- Title card
- Directed by: Bharathiraja
- Screenplay by: Bharathiraja
- Story by: P. Kalaimani
- Produced by: S. A. Rajkannu
- Starring: Karthik Radha
- Cinematography: B. Kannan
- Edited by: T. Thirunavukkarasu
- Music by: Ilaiyaraaja
- Production company: Sri Amman Creations
- Release date: 14 November 1982;
- Country: India
- Language: Tamil

= Valibamey Vaa Vaa =

1982 film by Bharathiraja

Valibamey Vaa Vaa (/vɑːlɪbəmeɪ vɑː vɑː/) is a 1982 Indian Tamil-language film directed by Bharathiraja. The film stars Karthik and Radha. It was released on 14 November 1982.

== Plot ==
Karthik is a first class graduate but innocent and unsure about the ways of the world.
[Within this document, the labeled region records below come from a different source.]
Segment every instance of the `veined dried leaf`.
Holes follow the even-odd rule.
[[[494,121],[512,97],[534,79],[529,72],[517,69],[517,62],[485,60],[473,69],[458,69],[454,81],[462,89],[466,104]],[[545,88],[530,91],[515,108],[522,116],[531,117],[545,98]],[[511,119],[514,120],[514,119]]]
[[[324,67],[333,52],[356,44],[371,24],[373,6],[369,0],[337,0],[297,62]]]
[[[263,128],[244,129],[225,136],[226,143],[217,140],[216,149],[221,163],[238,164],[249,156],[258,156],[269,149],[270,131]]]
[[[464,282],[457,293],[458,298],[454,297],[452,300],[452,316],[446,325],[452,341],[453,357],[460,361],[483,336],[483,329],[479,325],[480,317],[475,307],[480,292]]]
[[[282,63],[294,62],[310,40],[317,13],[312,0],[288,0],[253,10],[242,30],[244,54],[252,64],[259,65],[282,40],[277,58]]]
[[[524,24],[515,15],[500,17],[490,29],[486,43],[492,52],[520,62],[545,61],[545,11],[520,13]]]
His mum is the principal of the girls' school where Radha studies. A brat, she is often up to pranks and is scolded by the principal. She decides to teach her a lesson by trapping her son Karthik. She runs after him trying to lure him and in this process both really fall in love. She takes him to Kodaikanal for a picnic. Various incidents make Karthik realise that she is a go getter like she bashes up a gang of goons alone. He cannot drive horses but she can etc. He starts getting doubts about his own abilities. Radha keeps on chiding him for not being man enough. Her psychiatrist father keeps warning her not do that but she does not listen to him. Karthik also visits a dancer Jayamalini to assert his manliness but she advises him to become a sage as he is not up to her expectations. He tells his mother that he is renouncing everything and a huge function is arranged to make him attain sage hood. Radha realises her mistake and goes to him as a last resort all dressed up. She entices and instigates him enough to slap her and thrust himself upon her. In the end all becomes well and Radha falls at his feet to show that he is the boss. Karthik is good as an unsure inexperienced lover. Radha shows some acting prowess and emotions in the end.

== Cast ==
- Karthik
- Radha
- Goundamani
- A. R. Subramaniam
- Lalu Alex
- Master Haja Sheriff
- Jayamalini
- Lavanya

==Production==
Bharathiraja revealed it was Kalaimani who suggested the title Valibamey Vaa Vaa.

== Soundtrack ==
The music was composed by Ilaiyaraaja.

| Song | Singers | Lyrics | Length |
|---|---|---|---|
| "Azhage Unnai" | Malaysia Vasudevan, P. Susheela | Pulamaipithan | 04:02 |
| "Ennadi Ennadi" | S. P. Sailaja | Vaali | 04:11 |
| "Kanne Balam" | K. J. Yesudas | Vairamuthu | 04:19 |
| "Pon Vaana Poongavil" | K. J. Yesudas, S. P. Sailaja | Gangai Amaran | 04:14 |
| "Vai Raja Anbu" | S. Janaki | Muthulingam | 03:43 |
| "Takkar Takkar Baby" | Malaysia Vasudevan | Vaali |  |

== Release and reception ==
Valibamey Vaa Vaa was released on 14 November 1982 on Diwali day alongside other releases such as [Pagadai Panirendu]] Darling, Darling, Darling, Kanmani Poonga, Agni Sakshi, Paritchaikku Neramaachu and Adhisayappiravigal. The film was not commercially successful. Kalki felt considering the plot we could have got a psychological film but not even that and the film got totally lost during the climax and concluded like how Karthik got weakened in the film looking at the glamour even Bharathiraja seems to have become the same.